Students love the new Den and Cuppa Jones setup, and now the Student Center is in for another big change: the executive offices, along with other student services, will be moving to the Riley and Edwards rooms of the Student Center.
Steve Hensley, the University’s chief facilities management officer, said this move is a student-centric effort to provide a single point of contact for many of the services students need.
Hensley said the Admission office, the Records Office, the Business Office and the Financial Aid office will be located in the Riley Room, while the executive offices, including Dr. Pettit’s office, will be in the Edwards Room. The Center for Leadership Development will be consolidated into one space in the back of the Den, along with other services such as the First-year Experience coordinator. And Student Life offices will move from their temporary location in Reveal to the Alumni office on the first floor of the Student Center by Levinson Hall.
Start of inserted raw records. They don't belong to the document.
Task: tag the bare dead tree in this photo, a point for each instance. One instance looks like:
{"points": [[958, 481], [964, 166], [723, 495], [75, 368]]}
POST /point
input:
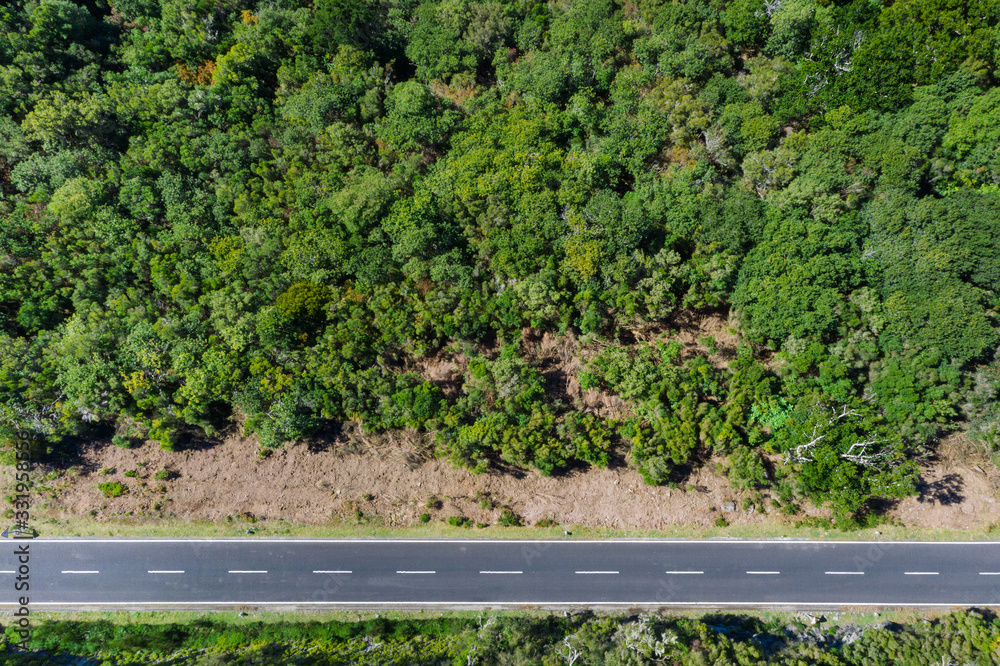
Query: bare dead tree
{"points": [[568, 651]]}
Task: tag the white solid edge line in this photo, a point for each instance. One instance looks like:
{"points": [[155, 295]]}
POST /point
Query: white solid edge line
{"points": [[654, 604], [404, 540]]}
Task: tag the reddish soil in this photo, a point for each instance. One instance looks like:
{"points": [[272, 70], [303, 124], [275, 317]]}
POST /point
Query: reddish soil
{"points": [[393, 478], [389, 481]]}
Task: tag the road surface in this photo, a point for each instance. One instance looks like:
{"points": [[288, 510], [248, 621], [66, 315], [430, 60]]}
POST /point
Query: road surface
{"points": [[76, 573]]}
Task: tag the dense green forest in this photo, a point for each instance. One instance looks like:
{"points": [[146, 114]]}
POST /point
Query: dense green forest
{"points": [[580, 639], [271, 213]]}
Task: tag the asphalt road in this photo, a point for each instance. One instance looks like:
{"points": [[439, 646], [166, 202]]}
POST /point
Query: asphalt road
{"points": [[411, 573]]}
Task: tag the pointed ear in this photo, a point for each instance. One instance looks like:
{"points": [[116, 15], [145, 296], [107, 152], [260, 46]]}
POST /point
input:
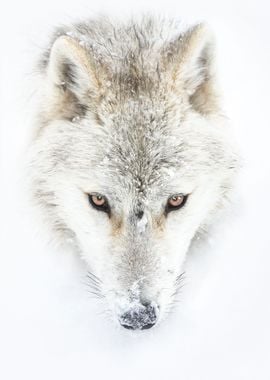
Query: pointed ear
{"points": [[71, 77], [195, 69]]}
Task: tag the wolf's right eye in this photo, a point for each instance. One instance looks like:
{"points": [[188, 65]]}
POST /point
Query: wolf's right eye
{"points": [[99, 202]]}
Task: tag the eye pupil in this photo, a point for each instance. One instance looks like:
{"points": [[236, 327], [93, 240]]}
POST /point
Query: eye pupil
{"points": [[99, 202], [175, 202]]}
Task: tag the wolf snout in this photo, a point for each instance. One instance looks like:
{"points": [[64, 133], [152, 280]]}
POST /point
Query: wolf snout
{"points": [[140, 317]]}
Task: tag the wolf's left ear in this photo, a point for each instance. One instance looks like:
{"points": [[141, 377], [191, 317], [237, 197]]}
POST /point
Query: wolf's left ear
{"points": [[194, 68]]}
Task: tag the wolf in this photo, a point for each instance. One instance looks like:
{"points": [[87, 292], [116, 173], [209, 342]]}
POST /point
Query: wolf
{"points": [[132, 155]]}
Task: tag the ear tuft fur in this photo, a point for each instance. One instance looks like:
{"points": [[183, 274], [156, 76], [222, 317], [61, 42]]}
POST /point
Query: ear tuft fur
{"points": [[71, 78]]}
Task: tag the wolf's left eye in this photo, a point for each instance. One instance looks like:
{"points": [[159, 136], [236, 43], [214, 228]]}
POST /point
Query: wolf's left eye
{"points": [[175, 202], [99, 202]]}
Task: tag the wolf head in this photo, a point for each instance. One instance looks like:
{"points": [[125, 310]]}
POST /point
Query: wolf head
{"points": [[131, 157]]}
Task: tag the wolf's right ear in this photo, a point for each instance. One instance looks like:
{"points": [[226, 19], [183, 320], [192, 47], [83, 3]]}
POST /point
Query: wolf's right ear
{"points": [[71, 76]]}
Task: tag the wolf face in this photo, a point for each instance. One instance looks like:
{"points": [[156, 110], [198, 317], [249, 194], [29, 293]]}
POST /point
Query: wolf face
{"points": [[132, 157]]}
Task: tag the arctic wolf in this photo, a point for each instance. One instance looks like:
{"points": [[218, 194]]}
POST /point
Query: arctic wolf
{"points": [[132, 156]]}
Eric Newton, dean of students, said the goal is to serve students more strategically by placing the necessary student services where students already are. Instead of needing to enter a formal office or make trips to multiple offices, students will be able to talk to just one person and address all the issues they need help with. Newton hopes this move will allow the administration to be more accessible to students. “Administrators being approachable is really, really important,” Newton said.
According to Hensley, demo work has already begun in the Riley Room and designs are being completed and approved. Next, contracts will be finalized and construction will begin, hopefully in late February or early March. Both rooms are being entirely remodeled in order to upgrade to current models in higher education to best meet the needs of students. Hensley said the layout will be much more open with a modern office design. Hensley said he hopes the move will be complete by Aug. 1.
While this move will allow for office updates, Hensley said the main purpose of the move is to benefit the students. “It all comes down to making the services that students need more accessible and user-friendly,” Hensley said.